Question

A steel wire of length 6m and cross-sectional area 3.0times10^(-5)m^(2) stretches by the same amount as a copper wire of length 4m and cross-sectional area of 5.0times10^(-5)m^(2) under a given load.What is the ratio of the Young's modulus of steel to that of copper?​

Answer 1

Answer:

A steel wire of length 6m and cross-sectional area 3.0times10^(-5)m^(2) stretches by the same amount as a copper wire of length 4m and cross-sectional area of 5.0times10^(-5)m^(2) under a given load.What is the ratio of the Young's modulus of steel to that of copper?

Answer 2

Answer:

The ratio of Young's modulus of steel to that of copper is 1:4.

Explanation:

The young modulus of a material is given as,

$Y=\frac{FL}{\Delta LA}$            (1)

where,

Y=young modulus of a material

F=force or load acting on the material

L=length of the material

ΔL=change in the length of the material

A=area of the cross-section of the material

As per the question both steel and copper wires are stretched by the same amount. So, the ΔL i.e.change in the length for both of them is the same.

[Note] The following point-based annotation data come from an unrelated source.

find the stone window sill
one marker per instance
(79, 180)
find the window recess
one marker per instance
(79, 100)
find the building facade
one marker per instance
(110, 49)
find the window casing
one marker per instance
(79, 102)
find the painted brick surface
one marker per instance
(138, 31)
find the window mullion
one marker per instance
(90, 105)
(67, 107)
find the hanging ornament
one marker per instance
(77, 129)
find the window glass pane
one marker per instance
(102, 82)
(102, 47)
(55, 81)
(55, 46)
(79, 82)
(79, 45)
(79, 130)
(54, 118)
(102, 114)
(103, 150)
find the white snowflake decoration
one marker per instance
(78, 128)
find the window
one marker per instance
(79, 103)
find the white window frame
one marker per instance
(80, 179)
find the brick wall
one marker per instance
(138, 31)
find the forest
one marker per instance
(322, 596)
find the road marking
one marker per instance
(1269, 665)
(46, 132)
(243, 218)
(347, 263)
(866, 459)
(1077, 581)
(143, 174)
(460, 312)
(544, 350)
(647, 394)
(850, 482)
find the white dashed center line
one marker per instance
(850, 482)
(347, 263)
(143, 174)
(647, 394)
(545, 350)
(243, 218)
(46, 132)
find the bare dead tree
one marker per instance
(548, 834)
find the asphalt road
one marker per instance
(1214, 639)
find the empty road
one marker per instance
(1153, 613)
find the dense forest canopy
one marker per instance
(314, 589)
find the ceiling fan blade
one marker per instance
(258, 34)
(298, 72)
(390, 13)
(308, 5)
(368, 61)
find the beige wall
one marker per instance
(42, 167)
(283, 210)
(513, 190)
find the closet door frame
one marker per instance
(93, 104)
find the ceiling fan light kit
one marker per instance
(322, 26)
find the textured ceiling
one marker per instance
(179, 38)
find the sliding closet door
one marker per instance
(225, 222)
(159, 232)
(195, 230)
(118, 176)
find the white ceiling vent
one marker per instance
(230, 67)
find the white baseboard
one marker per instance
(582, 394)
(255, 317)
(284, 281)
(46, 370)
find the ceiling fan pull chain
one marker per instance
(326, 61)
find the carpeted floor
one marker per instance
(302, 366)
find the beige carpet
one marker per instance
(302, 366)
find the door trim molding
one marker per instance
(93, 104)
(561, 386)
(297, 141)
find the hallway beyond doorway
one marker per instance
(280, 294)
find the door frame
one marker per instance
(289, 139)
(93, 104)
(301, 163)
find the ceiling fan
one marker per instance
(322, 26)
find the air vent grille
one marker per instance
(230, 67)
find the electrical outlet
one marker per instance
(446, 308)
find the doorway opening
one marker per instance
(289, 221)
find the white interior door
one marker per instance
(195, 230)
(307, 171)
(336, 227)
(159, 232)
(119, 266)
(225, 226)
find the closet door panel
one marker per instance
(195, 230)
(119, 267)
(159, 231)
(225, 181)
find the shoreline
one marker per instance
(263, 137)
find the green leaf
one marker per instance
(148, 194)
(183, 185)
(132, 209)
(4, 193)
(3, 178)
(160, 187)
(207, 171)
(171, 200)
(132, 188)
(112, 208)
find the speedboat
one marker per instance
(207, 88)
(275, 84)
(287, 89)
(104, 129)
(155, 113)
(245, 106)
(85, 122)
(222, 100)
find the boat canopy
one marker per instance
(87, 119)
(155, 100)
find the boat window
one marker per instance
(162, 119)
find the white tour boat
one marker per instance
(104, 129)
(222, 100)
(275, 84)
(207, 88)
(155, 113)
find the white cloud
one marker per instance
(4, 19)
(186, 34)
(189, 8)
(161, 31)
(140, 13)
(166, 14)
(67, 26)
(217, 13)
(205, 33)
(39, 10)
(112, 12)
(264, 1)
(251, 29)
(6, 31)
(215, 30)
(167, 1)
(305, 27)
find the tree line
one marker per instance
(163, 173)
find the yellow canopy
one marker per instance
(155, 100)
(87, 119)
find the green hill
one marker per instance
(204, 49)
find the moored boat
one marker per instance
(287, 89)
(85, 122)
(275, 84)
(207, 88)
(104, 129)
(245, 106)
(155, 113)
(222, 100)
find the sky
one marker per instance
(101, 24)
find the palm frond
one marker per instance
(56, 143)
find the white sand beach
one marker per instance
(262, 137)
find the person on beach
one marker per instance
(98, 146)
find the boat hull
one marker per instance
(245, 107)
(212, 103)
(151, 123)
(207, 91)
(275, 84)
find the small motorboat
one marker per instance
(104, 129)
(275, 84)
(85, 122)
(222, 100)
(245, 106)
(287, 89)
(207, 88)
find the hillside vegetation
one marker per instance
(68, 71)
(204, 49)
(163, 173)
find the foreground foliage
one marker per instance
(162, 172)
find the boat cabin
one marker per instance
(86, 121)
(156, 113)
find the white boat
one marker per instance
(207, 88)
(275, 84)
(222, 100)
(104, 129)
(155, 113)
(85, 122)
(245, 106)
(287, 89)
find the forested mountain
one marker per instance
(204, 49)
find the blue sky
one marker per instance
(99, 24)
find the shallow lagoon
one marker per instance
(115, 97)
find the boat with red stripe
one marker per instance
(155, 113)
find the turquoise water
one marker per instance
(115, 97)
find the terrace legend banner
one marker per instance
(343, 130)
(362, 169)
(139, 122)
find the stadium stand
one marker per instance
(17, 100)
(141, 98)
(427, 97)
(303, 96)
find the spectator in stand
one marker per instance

And the load acting on them is also the same. i.e.F is the same.

Steel Wire

length(l)=6m

Area(A)=3×10⁻⁵m²

By substituting the value of l and A in equation (1) we get;

$Y_s=\frac{F\times 6}{\Delta L\times 3\times 10^-^5}=\frac{F\times 2 \times 10^4}{\Delta L}$               (2)

Copper Wire

length(l)=4m

Area(A)=5×10⁻⁵m²

By substituting the value of l and A in equation (1) we get;

$Y_c=\frac{F\times 4}{\Delta L\times 5\times 10^-^5}=\frac{F\times 8\times 10^4}{\Delta L}$              (3)

Now by taking the ratio of steel and copper we get;

$\frac{Y_s}{Y_c}=\frac{\frac{F\times 2 \times 10^4}{\Delta L}}{\frac{F\times 8\times 10^4}{\Delta L}}=\frac{1}{4}$                             (4)

Hence, the ratio of Young's modulus of steel to that of copper is 1:4.